Die Rück-Verrätselung der Welt - Dr. Thomas Piesbergen zur Ausstellung „Übungsraum zur Verinnerlichung surrealistischer Annahmen“ von Thomas Rieck.

Die Ausstellung „Übungsraum zur Verinnerlichung surrealistischer Annahmen“ von Thomas Rieck findet vom 5. bis zum 27. November 2020 im Einstellungsraum e.V. statt.

Aufrgund der gegebenen Situation wurde sie auf eine Präsentation im Schaufenster des Galerieraums reduziert.

Thomas Rieck - Motiv der Einladungskarte zur Ausstellung


Am Anfang der menschlichen Kultur, am Anfang der Menschwerdung schlechthin steht, dem Neurowissenschaftler Antonio Damasio zufolge, das Gefühl. Damasio beschreibt die Gefühle als die Wahrnehmungen körperlicher Steuerungsprozesse, die die Homöostase gewährleisten sollen. Die Homöostase wiederum ist das Grundprinzip der Selbstregulation proto-organischer und organischer Systemen und soll ihnen ein innerhalb bestimmter Grenzen gleichförmiges Fortbestehen sichern.

Voraussetzung für alle homöostatischen Prozesse ist die Fähigkeit eines Systems, auf das umgebende Milieu zu reagieren. Dabei spielen schon seit der Evolution der Bakterien zwei Prinzipien eine zentrale Rolle: Die Vermeidung von Schädigungen und Verletzungen und die Bevorzugung von Bedingungen, die ein bestmögliches Gedeihen des Organismus ermöglichen. In menschliche Begriffe gekleidet kennen wir diese beiden Komplexe als die Affekte Schmerz und Lust. Bereits auf der Ebene der Bakterien sind sie für flexible und hoch differenzierte Reaktionsmuster verantwortlich.

Im Laufe der Evolution entwickelte sich ein immer vielschichtigeres und stärker vernetztes Zusammenspiel von zunehmend spezialisierten Zellen, die nicht nur immer ausgereiftere Sinnesorgane an der Schnittstelle zur Außenwelt hervorbrachten, sondern auch immer feiner abgestimmt Möglichkeiten, die inneren, organischen Vorgänge wahrzunehmen und mit affektiv gebündelten Reaktionen darauf zu antworten. Ein tatsächliches Bewußtsein entstand aber erst in dem Moment, in dem unser Nervensystem die Fähigkeit entwickelte, die Vorgänge der körperlichen Regulierung durch Affekte auf einer Metaebene an sich selbst und schließlich auch an anderen wahrnehmen zu können.

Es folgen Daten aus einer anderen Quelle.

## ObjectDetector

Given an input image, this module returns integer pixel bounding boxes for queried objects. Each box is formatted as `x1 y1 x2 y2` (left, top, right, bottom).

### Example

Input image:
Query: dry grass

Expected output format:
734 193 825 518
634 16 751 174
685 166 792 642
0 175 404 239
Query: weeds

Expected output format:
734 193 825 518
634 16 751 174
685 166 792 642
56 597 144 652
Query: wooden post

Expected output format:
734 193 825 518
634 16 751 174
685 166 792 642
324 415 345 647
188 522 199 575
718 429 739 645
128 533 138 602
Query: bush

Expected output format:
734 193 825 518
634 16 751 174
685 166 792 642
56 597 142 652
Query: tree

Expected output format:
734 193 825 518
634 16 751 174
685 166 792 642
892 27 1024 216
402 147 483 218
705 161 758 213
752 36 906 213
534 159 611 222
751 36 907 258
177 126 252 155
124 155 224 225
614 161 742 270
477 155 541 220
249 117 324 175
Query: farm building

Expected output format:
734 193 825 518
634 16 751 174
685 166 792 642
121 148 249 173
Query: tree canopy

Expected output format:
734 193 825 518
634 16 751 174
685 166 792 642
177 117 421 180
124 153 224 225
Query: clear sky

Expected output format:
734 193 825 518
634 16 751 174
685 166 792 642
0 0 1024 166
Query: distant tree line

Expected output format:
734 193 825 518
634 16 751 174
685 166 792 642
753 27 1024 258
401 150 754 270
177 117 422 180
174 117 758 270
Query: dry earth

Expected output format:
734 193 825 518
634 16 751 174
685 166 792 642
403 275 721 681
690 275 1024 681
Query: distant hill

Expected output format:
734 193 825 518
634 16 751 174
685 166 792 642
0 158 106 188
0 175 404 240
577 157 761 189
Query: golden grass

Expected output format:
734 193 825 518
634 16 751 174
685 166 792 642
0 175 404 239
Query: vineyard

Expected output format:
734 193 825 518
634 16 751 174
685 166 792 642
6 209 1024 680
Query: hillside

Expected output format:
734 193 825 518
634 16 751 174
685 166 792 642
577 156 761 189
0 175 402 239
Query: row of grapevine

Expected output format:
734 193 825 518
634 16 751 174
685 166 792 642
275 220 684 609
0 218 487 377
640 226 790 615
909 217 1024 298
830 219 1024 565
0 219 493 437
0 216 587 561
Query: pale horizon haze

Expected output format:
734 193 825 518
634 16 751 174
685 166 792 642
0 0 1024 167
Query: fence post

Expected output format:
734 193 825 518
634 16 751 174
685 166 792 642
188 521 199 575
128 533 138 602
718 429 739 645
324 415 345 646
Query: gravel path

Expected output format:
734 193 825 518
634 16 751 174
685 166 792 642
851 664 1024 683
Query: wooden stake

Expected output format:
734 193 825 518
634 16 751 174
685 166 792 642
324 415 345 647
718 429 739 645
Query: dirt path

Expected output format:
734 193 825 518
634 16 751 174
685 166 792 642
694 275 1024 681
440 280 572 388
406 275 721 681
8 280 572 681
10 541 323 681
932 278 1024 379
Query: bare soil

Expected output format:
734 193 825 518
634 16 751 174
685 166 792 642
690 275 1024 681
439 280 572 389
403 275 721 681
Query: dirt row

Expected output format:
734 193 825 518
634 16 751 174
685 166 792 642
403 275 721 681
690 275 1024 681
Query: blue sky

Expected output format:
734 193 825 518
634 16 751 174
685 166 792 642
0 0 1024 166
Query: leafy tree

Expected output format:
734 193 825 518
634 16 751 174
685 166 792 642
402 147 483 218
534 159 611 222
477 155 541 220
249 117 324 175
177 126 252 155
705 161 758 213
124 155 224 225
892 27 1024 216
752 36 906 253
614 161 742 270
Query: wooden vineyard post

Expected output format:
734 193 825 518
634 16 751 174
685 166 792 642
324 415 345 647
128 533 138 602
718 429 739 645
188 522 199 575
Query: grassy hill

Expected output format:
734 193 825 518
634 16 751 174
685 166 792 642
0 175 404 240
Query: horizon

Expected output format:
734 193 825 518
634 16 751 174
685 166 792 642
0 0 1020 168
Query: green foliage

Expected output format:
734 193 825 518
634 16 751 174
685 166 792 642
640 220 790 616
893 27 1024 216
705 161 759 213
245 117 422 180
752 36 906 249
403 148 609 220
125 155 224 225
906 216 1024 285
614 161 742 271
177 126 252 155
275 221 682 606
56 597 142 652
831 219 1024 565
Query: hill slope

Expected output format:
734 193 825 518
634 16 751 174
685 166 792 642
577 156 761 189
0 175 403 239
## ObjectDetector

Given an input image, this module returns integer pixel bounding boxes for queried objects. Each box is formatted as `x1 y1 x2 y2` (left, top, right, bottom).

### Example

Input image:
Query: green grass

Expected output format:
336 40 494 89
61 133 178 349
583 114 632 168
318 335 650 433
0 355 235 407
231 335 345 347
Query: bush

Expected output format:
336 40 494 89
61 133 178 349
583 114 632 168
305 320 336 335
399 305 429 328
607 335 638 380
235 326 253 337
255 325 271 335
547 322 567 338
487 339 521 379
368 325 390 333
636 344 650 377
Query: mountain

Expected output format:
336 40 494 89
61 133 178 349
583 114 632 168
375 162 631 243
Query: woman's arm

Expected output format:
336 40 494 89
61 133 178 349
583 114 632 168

Die bewußte Wahrnehmung dieser Zusammenhänge von äußeren Impulsen und körperlicher Reaktion bilden sich in unserem Geist als Gefühle ab. Die Ausbildung dieses Bewußtseins und der komplexeren Gefühle geht wiederum einher mit der Fähigkeit, Erinnerung zu bilden und sie mit den homöostatischen Zielen des Gedeihens und der Schmerzvermeidung in die Zukunft zu projizieren. Auf diesem Weg begreift das organische Bewußtsein erstmals sich selbst und auch Andere als Wesen, die in einem zeitlichen Vollzug befindlich sind.

An diesem Punkt ereignet sich nun etwas, das der Psychologe und Psychohistoriker Luigi de Marchi als den „Urschock“ bezeichnet: Die Erkenntnis der eigenen Zeitlichkeit, des eigenen Todes. Doch neben dieser entscheidenden Einsicht, die dem selbstregulierenden Komplex des Schmerzes angehört, entstand auch gleichzeitig die weitaus subtilere Erfahrung des Lebendigseins, die den homöostatischen Aspekt des Gedeihens repräsentiert, und die Heidegger die Erfahrung des „existentiellen Augenblicks“ nennt.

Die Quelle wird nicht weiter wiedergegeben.